Still, Jamie Fullmer, chairman and chief executive officer of Blue Stone Strategy Group, a Native-owned and -managed advisory firm that provides leadership support for tribal government oversight and economic development, urged tribal leaders to stay in the driver’s seat and plan now for the future.
“Blue Stone can help formulate a strategy, refine any existing plans and detail what impacts the sequester may have on a particular tribe,” said Fullmer. “Just because we face challenges doesn’t mean we stop planning. As tribes, we have always faced the challenge of limited funding.”
The sequestration situation is serious. “By my count,” wrote Mark Trahant in his Austerity blog, “there will be at least $386 million in direct service budget cuts between now and the end of September” if the sequester continues. Nationally, a projected $1.5 trillion in cuts are scheduled to take place over the next decade if Congress does not reach an agreement on deficit reduction.
Cuts to the Department of the Interior alone could constitute a loss of almost $130 million to core tribal governmental functions, according to a February analysis released by the National Congress of American Indians. Reductions may hit vital tribal programs and services: housing, health care, education, law enforcement and human services such as elder support, child care and programs for individuals with special needs.
“Forced spending cuts will undermine the trust, treaty and statutory obligations to tribal governments that are funded in the federal budget,” the report stated. “Not only would it sacrifice the federal trust responsibility to tribes, but it would thwart tribes’ ability to promote economic growth or plan for the benefit of future generations.”
That is where a group like Blue Stone comes in. Its long list of services includes strategic planning, organizational assessment, community development, updating government infrastructure, economic diversification planning, tribal job creation, financial literacy and more.

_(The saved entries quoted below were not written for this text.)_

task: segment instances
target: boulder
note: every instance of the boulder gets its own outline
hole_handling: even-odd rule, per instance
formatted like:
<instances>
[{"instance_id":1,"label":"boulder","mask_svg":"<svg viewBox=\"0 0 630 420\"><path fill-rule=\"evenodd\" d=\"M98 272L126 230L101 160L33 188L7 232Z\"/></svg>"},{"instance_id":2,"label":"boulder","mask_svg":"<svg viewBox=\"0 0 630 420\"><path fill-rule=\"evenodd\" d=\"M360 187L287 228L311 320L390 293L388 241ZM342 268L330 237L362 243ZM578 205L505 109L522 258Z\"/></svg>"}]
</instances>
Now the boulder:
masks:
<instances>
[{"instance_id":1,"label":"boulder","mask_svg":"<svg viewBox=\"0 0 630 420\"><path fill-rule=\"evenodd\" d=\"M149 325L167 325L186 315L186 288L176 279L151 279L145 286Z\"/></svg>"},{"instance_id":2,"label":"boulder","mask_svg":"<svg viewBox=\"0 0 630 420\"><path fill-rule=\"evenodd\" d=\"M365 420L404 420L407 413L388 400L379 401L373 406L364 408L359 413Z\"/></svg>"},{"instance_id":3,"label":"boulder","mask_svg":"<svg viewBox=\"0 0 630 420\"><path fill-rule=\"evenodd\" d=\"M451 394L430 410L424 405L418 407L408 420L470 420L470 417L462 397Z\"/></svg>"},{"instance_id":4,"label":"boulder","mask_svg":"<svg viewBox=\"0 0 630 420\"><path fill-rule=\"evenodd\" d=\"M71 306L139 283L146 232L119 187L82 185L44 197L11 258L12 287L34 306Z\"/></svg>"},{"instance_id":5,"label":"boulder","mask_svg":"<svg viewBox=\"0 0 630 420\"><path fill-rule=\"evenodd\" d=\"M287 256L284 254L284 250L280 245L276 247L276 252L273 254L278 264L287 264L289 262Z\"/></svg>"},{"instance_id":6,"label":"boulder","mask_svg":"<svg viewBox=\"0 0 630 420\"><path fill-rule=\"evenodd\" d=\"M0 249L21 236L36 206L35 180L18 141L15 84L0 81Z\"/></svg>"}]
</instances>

Blue Stone’s team consists of more than two dozen subject-matter experts with deep experience working in Indian country. Like Fullmer, former chairman of the Yavapai-Apache Nation, many of Blue Stone’s advisors and strategists are current or past tribal leaders. They include Alvin H. Warren (Santa Clara Pueblo), Henry Cagey (Lummi Nation) and Tony Sanchez (Seminole Tribe of Florida). Others, such as Ernie Stevens Jr. (Oneida Tribe of Wisconsin Inc.), W. Ron Allen (Jamestown S’Klallam Tribe), Jack C. Jackson Jr. (Navajo Nation) and Brian Patterson (Oneida Indian Nation) provide leadership on the national scene. The Oneida Indian Nation owns Oneida Nation Enterprises, parent company of Indian Country Today Media Network.
Patterson is currently serving his third term as president of United Southern and Eastern Tribes. He has been a senior strategist with Blue Stone for four years and considers the firm to be especially responsive and culturally sensitive to its clientele.

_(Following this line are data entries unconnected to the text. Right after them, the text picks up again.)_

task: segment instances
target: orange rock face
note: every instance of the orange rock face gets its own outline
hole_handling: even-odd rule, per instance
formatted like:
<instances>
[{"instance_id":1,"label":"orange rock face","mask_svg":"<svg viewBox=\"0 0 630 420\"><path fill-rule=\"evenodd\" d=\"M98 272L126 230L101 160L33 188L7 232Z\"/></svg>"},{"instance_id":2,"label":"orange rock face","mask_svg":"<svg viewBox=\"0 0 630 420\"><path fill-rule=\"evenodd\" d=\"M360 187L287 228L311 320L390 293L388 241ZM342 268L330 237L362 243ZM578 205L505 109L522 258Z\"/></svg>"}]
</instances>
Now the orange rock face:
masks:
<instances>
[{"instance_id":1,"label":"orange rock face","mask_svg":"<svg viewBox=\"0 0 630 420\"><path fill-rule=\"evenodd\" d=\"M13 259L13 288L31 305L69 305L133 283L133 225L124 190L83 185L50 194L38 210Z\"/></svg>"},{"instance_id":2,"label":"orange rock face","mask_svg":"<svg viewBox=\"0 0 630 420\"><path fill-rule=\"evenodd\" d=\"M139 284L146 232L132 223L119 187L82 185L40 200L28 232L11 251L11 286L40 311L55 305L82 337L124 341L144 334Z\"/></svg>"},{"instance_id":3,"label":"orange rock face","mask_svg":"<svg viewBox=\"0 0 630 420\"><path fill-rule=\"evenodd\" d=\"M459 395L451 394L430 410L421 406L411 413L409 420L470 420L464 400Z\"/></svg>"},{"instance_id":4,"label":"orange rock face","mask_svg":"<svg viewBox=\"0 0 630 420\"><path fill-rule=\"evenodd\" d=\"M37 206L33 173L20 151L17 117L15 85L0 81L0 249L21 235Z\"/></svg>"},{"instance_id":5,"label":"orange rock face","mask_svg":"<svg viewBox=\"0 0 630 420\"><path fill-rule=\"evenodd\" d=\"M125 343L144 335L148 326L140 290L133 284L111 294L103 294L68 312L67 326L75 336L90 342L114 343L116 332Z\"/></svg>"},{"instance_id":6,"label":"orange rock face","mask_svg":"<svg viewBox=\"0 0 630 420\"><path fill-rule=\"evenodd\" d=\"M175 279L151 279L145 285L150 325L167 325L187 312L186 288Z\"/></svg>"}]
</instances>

Patterson pointed to Blue Stone’s emphasis on community visioning in relation to tribal strategic planning. Tribes, he said, don’t often have a process for aligning common goals and interests across programs, services and the citizenry. The more voices included in a plan, Patterson noted, the better for the community.
“We don’t aim to create a playbook that gets placed on a shelf,” Patterson said. “Our goal is implementation.”
This sense of social responsibility is a feature of Blue Stone’s offerings. Recognizing that tribes struggle to balance long-term strategic planning with ongoing initiatives, team leaders ask a set of questions to help tribes develop what Fullmer calls “highest and best use” planning to support the balance of current and future priorities.
Call it a checklist for a good working relationship, he said.
“We ask: What kind of society is the community trying to build? What do they hope to preserve or protect? What assets do they have to work with? What do they hope to gain? What is the tribe willing to give up?
“Blue Stone comes from a tribal perspective,” Fullmer concluded. “We strategize to develop recommendations that initiate prioritization and coordination and collaboration among tribal assets. This kind of focus can make a huge difference, especially in challenging times like these. Now more than ever, it’s crucial for tribes to prioritize.”